A growing number of school officials across the country have announced plans to indefinitely delay re-opening their school districts next month, amid a spike in confirmed cases and related fears their schools could become hotspots for more outbreaks. 

That's the report from John Solomon's Just The News, which did a full search of the history of Google searches for 'homeschooling' checking its ups and downs over the months and finding a sudden surge. That's likely a good indicator of parents seeking take the plunge into full-blown homeschooling now that the teachers unions don't seem to want the job. As Solomon notes, there is very little risk in spreading the COVID disease from children, and schools have safely reopened in Asia and Europe with no bad results, yet the teachers seem to exempt themselves from the same risks grocery store workers, nurses, and other essential people take every day of this pandemic, taking their precautions.

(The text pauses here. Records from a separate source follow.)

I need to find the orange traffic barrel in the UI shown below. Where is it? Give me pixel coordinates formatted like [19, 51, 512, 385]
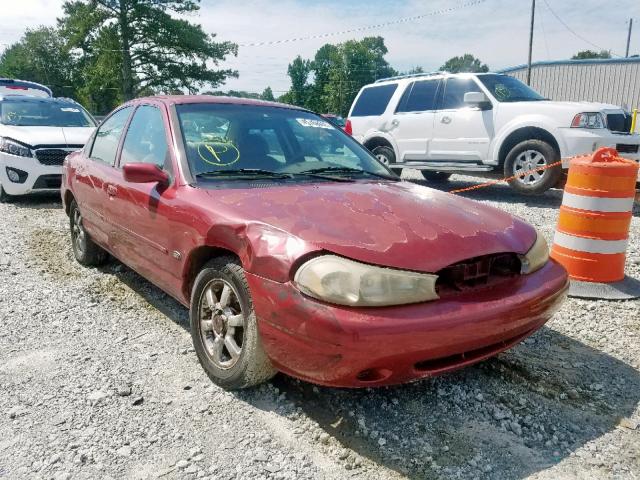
[551, 148, 640, 298]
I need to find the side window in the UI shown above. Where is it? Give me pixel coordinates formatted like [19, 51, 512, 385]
[91, 107, 131, 165]
[440, 78, 480, 110]
[397, 80, 440, 112]
[120, 105, 169, 168]
[351, 83, 398, 117]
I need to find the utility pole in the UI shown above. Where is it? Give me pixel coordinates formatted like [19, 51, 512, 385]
[527, 0, 536, 85]
[625, 18, 633, 57]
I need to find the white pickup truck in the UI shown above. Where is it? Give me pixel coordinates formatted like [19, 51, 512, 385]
[345, 72, 640, 194]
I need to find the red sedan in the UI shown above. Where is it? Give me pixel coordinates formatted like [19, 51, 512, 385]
[62, 96, 567, 388]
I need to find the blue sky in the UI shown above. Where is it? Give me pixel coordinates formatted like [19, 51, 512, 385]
[0, 0, 640, 93]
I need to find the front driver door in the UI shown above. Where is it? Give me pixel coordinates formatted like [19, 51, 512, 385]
[429, 77, 494, 163]
[72, 107, 133, 245]
[107, 105, 180, 294]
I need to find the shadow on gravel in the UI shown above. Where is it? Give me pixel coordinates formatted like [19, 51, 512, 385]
[256, 327, 640, 479]
[2, 193, 62, 210]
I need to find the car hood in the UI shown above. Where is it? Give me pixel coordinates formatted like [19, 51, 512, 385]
[208, 182, 536, 272]
[0, 125, 94, 147]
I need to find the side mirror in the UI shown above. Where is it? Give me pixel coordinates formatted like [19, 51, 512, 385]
[464, 92, 490, 105]
[122, 163, 169, 185]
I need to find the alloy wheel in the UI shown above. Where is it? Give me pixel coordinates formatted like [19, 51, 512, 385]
[513, 150, 548, 185]
[199, 279, 245, 370]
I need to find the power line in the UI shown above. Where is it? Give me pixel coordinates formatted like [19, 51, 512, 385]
[544, 0, 622, 57]
[238, 0, 486, 47]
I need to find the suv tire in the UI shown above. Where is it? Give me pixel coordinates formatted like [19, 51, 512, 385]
[504, 140, 562, 195]
[371, 146, 402, 175]
[189, 257, 277, 390]
[420, 170, 452, 183]
[0, 185, 11, 203]
[69, 200, 109, 267]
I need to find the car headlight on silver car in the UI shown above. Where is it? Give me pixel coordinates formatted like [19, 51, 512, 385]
[571, 112, 605, 128]
[520, 229, 549, 274]
[0, 137, 32, 157]
[294, 255, 439, 307]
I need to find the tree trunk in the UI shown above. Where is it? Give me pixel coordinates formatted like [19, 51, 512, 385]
[118, 0, 135, 102]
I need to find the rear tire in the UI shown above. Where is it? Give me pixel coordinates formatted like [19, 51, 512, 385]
[189, 257, 277, 390]
[371, 146, 402, 176]
[420, 170, 452, 183]
[69, 200, 109, 267]
[504, 140, 562, 195]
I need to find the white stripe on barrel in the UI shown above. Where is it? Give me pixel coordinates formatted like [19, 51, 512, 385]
[562, 192, 634, 213]
[553, 232, 629, 254]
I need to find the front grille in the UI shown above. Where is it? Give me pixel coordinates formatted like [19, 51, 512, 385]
[33, 175, 62, 190]
[36, 148, 71, 167]
[436, 253, 522, 297]
[607, 113, 631, 133]
[616, 143, 638, 153]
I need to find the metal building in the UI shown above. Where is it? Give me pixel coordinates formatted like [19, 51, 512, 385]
[499, 57, 640, 110]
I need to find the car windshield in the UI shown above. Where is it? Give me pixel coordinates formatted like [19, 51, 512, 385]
[176, 103, 394, 181]
[478, 74, 547, 102]
[0, 98, 95, 127]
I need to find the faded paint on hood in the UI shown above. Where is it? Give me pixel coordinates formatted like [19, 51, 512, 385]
[208, 182, 536, 272]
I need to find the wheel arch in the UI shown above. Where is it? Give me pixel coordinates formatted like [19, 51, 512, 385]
[498, 126, 562, 166]
[182, 245, 241, 301]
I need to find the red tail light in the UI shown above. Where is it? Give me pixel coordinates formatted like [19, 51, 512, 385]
[344, 118, 353, 135]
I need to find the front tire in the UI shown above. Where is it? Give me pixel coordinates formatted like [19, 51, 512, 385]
[189, 257, 276, 390]
[69, 200, 109, 267]
[0, 185, 11, 203]
[371, 146, 402, 175]
[504, 140, 562, 195]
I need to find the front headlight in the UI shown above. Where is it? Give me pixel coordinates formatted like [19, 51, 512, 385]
[294, 255, 439, 307]
[571, 112, 605, 128]
[0, 137, 31, 157]
[520, 229, 549, 274]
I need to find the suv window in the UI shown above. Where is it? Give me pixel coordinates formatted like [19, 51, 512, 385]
[120, 105, 169, 168]
[440, 78, 481, 110]
[396, 80, 440, 112]
[91, 107, 131, 165]
[351, 83, 398, 117]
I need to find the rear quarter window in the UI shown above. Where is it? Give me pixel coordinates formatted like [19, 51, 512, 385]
[351, 83, 398, 117]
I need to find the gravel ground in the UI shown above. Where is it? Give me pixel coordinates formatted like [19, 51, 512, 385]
[0, 172, 640, 480]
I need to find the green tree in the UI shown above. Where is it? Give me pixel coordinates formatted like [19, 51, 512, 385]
[571, 50, 611, 60]
[260, 87, 276, 102]
[280, 37, 397, 115]
[59, 0, 237, 100]
[440, 53, 489, 73]
[0, 27, 75, 96]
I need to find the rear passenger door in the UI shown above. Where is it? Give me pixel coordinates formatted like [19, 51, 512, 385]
[392, 79, 441, 163]
[72, 107, 133, 245]
[429, 77, 494, 163]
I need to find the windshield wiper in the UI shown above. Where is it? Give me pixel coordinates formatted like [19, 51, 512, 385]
[298, 167, 398, 180]
[196, 168, 293, 178]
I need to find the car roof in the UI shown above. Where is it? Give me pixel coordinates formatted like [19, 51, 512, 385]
[126, 95, 306, 111]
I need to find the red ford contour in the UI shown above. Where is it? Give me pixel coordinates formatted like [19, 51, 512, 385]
[62, 96, 568, 389]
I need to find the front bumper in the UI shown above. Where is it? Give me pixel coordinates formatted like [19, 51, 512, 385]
[562, 128, 640, 179]
[0, 152, 62, 195]
[247, 260, 568, 387]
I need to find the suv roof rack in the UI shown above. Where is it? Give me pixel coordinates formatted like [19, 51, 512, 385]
[375, 70, 449, 83]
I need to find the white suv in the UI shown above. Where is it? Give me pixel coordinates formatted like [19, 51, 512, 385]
[346, 72, 640, 194]
[0, 79, 96, 202]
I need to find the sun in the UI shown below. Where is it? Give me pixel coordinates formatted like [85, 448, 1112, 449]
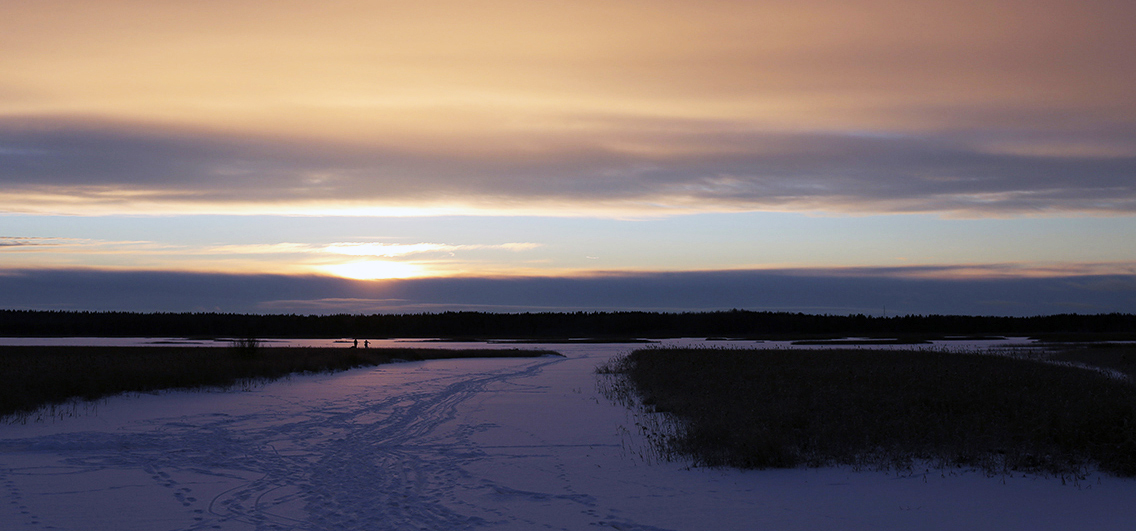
[320, 260, 423, 280]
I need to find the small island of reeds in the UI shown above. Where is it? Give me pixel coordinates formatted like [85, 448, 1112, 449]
[596, 345, 1136, 476]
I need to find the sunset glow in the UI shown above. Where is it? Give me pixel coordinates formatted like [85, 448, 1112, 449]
[0, 0, 1136, 312]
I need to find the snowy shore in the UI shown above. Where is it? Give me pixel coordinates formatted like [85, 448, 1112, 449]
[0, 345, 1136, 531]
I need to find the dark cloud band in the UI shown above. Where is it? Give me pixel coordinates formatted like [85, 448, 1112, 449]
[0, 119, 1136, 215]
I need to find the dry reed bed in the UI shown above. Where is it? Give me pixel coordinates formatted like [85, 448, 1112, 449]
[598, 346, 1136, 476]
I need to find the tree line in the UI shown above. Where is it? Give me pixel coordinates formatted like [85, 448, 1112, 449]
[0, 309, 1136, 339]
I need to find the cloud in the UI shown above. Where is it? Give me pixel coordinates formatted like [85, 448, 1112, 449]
[0, 119, 1136, 216]
[0, 237, 72, 248]
[0, 269, 1136, 315]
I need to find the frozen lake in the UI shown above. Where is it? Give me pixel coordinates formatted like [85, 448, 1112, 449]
[0, 340, 1136, 531]
[0, 338, 1037, 350]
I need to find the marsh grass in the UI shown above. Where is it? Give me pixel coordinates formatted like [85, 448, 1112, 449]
[598, 348, 1136, 476]
[0, 340, 551, 418]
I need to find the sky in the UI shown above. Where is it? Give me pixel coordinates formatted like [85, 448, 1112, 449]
[0, 0, 1136, 315]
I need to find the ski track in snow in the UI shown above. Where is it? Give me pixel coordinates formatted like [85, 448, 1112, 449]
[0, 346, 1136, 531]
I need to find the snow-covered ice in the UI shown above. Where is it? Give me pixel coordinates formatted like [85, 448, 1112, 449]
[0, 345, 1136, 531]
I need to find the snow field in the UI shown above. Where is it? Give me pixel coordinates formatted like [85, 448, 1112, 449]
[0, 345, 1136, 531]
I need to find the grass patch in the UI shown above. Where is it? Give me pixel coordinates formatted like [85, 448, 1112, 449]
[598, 348, 1136, 476]
[0, 347, 551, 417]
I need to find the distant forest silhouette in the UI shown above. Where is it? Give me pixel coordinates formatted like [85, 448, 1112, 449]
[0, 309, 1136, 340]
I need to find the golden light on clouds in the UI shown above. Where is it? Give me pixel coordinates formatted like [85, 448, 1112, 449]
[0, 0, 1136, 217]
[317, 260, 424, 280]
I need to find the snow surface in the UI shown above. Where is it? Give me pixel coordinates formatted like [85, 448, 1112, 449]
[0, 343, 1136, 531]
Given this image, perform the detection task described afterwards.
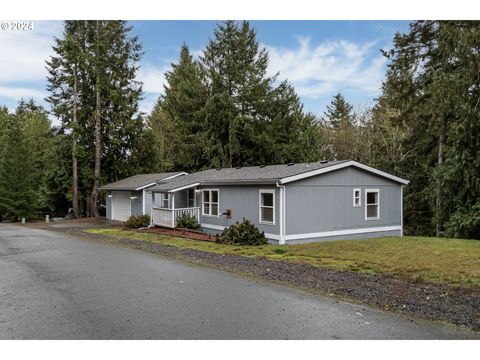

And it makes sense. Rather than have children, including small children, staring at a computer screen with Zoom squares all day for their daily lessons from teachers with zero experience in effectively teaching online learning, they can have in-person schooling from their own parents, often with professional homeschooling kits and programs, as well as a community of other parents and kids in the same boat. It's been done very effectively for years by some, and now with kids now facing a third-world style schooling experience, with basically no school at all, no teachers to study their reactions in classrooms to see if they are getting it, and mentor them and take an interest in them, as well as no friends to socialize with, it's not surprising that parents are now looking at this alternative. It takes a lot to effectively teach online learning, which can be done, ideally with older kids, but it's still no substitute for an in-person experience.

As long as kids are going to be forced to stay home, why have a bad experience instead of a good one? Homeschooling has regularly been shown to produce top results for kids, making them academically ready for top colleges. Ask any university admissions officer how well the home-schooled applicants do - and the answer you'll get is that they are overrepresented in the top schools because of the broad pattern seen in their academic achievements. 

It's as if the teachers' unions, at bloated school districts such as Los Angeles County, where very little learning takes place anyway, are now about to realize that parents and kids don't need them if they can't bring themselves to teach kids as they always have done -- even under COVID-style socially distancing with outdoor instruction, if possible. You can bet they'll try to stop this trend, but the genie is out of the bottle.

The demise of the public school systems as they've made themselves now, is part of the bursting of the academic bubble, described by Glenn Reynolds in his excellent book "The New School." Leave it up to the overreach of the teachers unions to hasten it, and sure enough, hasten their own demise.